Plate food before serving. “I grew up in a traditional Italian household where every meal had large serving platters placed in front of us. Seeing the additional food as you’re eating makes it more tempting to go back for more. Plating the food not only helps with portion control, but also allows me to account for leftovers that can go toward another meal.”
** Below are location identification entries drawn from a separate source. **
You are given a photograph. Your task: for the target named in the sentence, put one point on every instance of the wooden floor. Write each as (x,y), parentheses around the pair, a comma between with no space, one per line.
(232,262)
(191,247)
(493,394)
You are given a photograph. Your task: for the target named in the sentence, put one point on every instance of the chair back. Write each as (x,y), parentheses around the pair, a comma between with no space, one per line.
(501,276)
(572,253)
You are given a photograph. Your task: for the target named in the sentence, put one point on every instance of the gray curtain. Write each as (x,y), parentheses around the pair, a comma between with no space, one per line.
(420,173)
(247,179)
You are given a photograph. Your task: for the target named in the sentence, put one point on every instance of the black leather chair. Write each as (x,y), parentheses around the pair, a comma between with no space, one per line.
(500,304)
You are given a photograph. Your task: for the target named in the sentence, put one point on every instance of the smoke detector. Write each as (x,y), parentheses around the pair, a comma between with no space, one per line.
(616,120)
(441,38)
Stick to one plate. “Fill half of it with veggies (and/or fruit), ¼ with a lean protein, and ¼ with a hearty whole grain. Make sure there is a variety of nutrient-dense food at your meals. It’s more important to have a healthy complete meal rather than worry how many calories are on that plate.”
Forget "good" and "bad." “There are no good or bad foods, only food. And all foods fit a healthy eating plan — it just comes down to moderation.”
Make the treats special. “My husband and I love ice cream. But to me, it’s more worthwhile to get in the car and drive to the homemade ice cream parlor versus going in my freezer and scooping out some store brand. By having to go out of my way to get a treat, it makes me assess how badly I really want it (as opposed to just being bored). I get my scoop in a kiddie cup, and I’m happy with the small serving I get to enjoy.”